C. Advantage of Funding with High Yield Investments

1. The use of a Grantor Retained Annuity Trust (GRAT) is most suitable in situations where the trust can be funded with high yield investments as illustrated by the following examples (assuming the applicable interest rate for valuing such trust is 2.2%, January 2014 7520 rate):
a. A 6% interest retained by the Grantor at age 55 for 15 years in a GRAT results in only 23% of the contribution to the trust being considered a gift.
b. A 7% interest retained by a Grantor at age 55 for 15 years in a GRAT results in only 11% of the contribution to the trust being considered a gift.
c. A 8% interest retained by a Grantor at age 55 for 15 years in a GRAT results in none of the contributions to the trust being considered a gift.
2. Contributions to a GRAT of S Corporation stock, limited partnership interests or other partial interests with applicable discounts will help produce a high-yield investment. For example, assume that (i) a limited partnership interest worth $1,000,000 in the hands of the Grantor which yields a 7% return (i.e. $70,000 per year) and appreciates at 3% is given to a GRAT; and (ii) the appropriate discount in valuing the gift of the limited partnership interest is 30%. The net result is that a gift valued at zero with a $70,000 annual return for 15 years produces an estate tax savings of approximately $750,000.
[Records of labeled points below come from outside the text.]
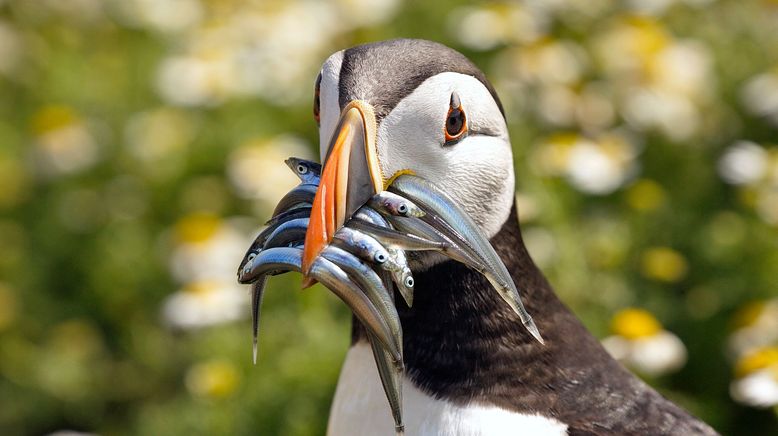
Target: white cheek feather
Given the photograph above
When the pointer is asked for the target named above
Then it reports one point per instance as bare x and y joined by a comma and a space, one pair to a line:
360, 408
477, 172
329, 107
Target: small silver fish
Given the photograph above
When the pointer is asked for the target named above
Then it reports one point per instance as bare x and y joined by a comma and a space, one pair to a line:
288, 233
391, 379
365, 247
391, 237
302, 211
403, 277
257, 295
308, 171
392, 204
450, 249
448, 217
371, 284
337, 281
301, 195
273, 261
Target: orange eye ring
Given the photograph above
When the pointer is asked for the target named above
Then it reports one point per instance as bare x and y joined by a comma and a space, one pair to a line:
455, 127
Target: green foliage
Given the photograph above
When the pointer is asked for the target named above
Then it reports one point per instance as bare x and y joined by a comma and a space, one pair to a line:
141, 147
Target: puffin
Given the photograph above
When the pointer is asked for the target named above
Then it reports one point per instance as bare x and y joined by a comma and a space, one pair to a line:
415, 106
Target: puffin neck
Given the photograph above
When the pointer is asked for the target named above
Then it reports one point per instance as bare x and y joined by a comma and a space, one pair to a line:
462, 342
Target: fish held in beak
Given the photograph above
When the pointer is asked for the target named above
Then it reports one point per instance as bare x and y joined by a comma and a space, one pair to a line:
349, 178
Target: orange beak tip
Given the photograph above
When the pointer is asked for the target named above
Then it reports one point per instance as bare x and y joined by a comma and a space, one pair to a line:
308, 282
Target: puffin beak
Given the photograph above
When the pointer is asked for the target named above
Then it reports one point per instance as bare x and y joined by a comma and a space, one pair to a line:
350, 177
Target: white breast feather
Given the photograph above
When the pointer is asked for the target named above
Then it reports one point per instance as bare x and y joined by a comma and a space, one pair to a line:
360, 408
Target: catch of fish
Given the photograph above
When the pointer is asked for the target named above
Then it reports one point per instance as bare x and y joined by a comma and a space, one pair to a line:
366, 259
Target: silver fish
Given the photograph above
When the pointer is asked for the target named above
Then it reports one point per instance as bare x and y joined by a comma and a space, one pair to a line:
389, 370
391, 237
257, 295
308, 171
391, 379
392, 204
447, 216
366, 247
260, 240
369, 281
302, 211
274, 261
282, 259
403, 277
302, 194
287, 233
337, 281
450, 248
397, 264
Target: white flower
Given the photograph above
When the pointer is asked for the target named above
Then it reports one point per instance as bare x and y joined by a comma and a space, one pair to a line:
655, 355
63, 143
484, 28
640, 343
759, 389
743, 163
205, 303
756, 382
206, 249
597, 165
162, 15
757, 327
367, 12
10, 49
760, 95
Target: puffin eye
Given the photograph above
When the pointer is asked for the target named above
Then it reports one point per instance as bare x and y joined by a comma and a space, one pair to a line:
456, 121
316, 103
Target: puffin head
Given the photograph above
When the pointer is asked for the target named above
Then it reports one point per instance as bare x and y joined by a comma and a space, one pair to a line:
408, 106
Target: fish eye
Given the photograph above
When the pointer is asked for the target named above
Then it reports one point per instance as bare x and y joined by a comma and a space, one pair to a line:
456, 121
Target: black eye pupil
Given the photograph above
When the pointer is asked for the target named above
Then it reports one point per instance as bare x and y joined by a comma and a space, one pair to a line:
455, 122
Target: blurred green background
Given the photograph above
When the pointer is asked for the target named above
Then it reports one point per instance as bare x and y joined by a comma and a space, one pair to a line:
141, 148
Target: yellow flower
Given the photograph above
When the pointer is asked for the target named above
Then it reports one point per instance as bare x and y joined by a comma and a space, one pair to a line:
214, 379
7, 306
197, 228
53, 117
645, 195
664, 264
762, 358
635, 323
749, 314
D. Tangible Personal Property

Tangible personal property, such as artwork, can be used to fund Grantor Retained Income Trusts (GRITs). The estate and gift tax savings of GRITs funded with such assets are even more significant than the tax savings resulting from GRATs funded with investment assets.

E. Short Term GRAT

A Short Term GRAT (e.g., a 2-5 year term with a very high retained interest) may be used to transfer growth in an investment with little or no gift tax consequences and very little tax risk.
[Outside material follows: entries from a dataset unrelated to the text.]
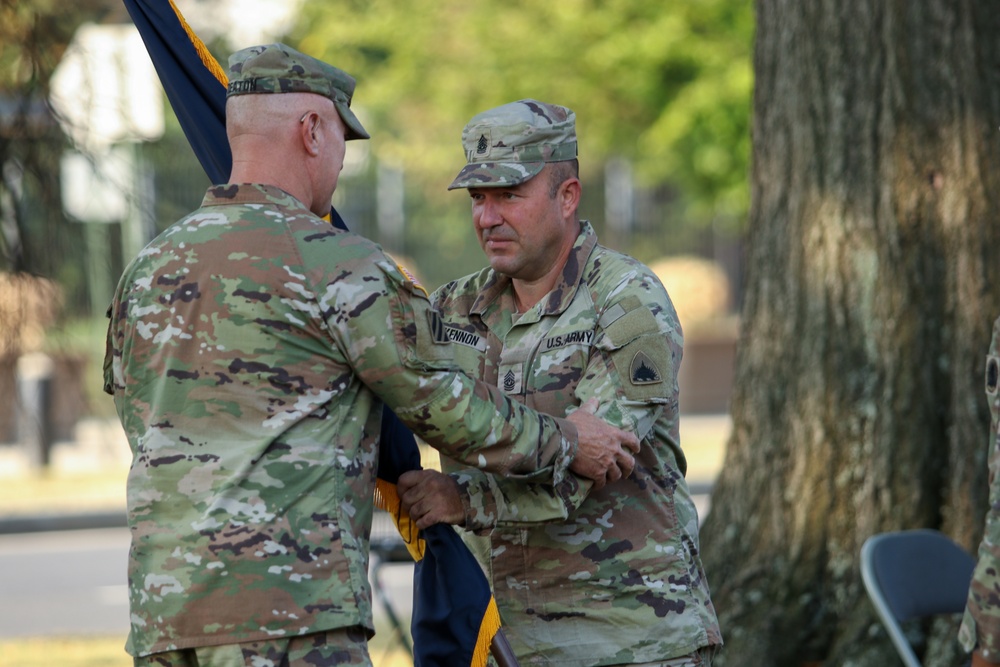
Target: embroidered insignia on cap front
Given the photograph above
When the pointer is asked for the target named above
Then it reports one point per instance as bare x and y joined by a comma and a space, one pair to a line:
643, 370
992, 374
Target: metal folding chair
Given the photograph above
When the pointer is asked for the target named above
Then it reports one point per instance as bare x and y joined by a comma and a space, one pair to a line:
914, 574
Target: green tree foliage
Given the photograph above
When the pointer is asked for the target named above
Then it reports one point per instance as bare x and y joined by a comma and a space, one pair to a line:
34, 235
665, 85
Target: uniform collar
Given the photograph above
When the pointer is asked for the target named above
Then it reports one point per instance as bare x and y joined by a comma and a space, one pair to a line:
249, 193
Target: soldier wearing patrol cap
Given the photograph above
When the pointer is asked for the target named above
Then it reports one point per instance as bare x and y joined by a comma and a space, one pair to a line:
980, 630
250, 350
581, 576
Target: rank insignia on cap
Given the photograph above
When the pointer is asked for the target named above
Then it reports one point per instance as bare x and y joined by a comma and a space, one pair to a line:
643, 370
992, 373
438, 333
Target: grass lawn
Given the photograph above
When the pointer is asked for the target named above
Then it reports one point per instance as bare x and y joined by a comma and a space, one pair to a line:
110, 652
87, 478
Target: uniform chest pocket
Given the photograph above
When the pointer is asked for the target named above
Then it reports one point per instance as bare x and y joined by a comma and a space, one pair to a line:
560, 361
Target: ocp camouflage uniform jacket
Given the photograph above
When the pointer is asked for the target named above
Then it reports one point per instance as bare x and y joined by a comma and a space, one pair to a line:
249, 351
585, 577
981, 623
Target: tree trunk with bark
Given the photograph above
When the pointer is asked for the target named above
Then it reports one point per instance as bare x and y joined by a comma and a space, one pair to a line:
873, 279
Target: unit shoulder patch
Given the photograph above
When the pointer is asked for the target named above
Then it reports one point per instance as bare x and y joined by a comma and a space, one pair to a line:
643, 370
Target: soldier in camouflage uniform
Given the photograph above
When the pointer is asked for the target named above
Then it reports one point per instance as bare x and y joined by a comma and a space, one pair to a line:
980, 631
250, 349
581, 576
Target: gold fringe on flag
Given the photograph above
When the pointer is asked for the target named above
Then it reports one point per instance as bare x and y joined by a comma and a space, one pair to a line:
211, 64
487, 630
387, 498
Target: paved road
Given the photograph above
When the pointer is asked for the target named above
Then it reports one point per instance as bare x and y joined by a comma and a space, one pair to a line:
73, 583
70, 582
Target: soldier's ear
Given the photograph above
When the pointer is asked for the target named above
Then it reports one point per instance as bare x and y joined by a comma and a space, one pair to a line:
569, 196
309, 132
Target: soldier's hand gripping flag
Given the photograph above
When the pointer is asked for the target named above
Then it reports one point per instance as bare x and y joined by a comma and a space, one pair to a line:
455, 621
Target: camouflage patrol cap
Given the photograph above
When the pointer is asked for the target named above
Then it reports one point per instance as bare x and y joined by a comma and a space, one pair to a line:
510, 144
277, 68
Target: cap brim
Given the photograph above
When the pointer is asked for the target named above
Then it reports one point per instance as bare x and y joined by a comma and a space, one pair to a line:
495, 174
354, 128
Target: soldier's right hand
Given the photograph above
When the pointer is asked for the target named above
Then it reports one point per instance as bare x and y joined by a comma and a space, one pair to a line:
604, 453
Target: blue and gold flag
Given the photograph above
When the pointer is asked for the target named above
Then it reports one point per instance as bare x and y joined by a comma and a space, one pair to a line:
455, 619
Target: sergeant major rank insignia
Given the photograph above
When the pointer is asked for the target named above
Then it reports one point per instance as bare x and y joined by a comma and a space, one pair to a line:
643, 370
438, 333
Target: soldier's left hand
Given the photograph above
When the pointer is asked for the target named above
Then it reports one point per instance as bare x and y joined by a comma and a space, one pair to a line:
430, 497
For example, the contribution of a $1,000,000 asset to a 3 year GRAT requiring a payment to the Grantor (assumed to be age 55) of 36% per year, payable out of principal (i.e. part of the asset transferred) if the income is insufficient, would result in a gift valued at zero.

1. Over the 3 year period the Trust would return to the Grantor $1,080,000 ($360,000/year), the amount of the initial contribution plus $80,000 in earnings or growth.
a. If there is no more than ordinary earnings and no growth in the value of the asset, the Grantor would have his entire contribution back and would have gained nothing.
b. If there are extraordinary earnings and/or growth in the value of the asset, the increased value would be transferred to the remainder beneficiaries at zero gift tax cost.
2. As the Grantor receives a return of principal (i.e. part of the asset originally transferred) as part payment of the $360,000 distribution, he or she could re-contribute that portion of the asset to a new Short Term GRAT.

F. Ability to Create a “Zeroed-Out” GRAT

In the past, the IRS has taken the position that a taxpayer could not create a “zeroed-out” GRAT, i.e. a GRAT that resulted in the value of the gift being equal to zero. It has been the IRS’s opinion that no matter how large the annuity payments were, a minimum value still must be assigned to the gift (based upon certain actuarial assumptions). A recent landmark Tax Court case overruled the IRS regulations and held that, if properly designed, a gift to a GRAT could result in the value of the remainder interest (i.e. the value of the gift) being equal to zero.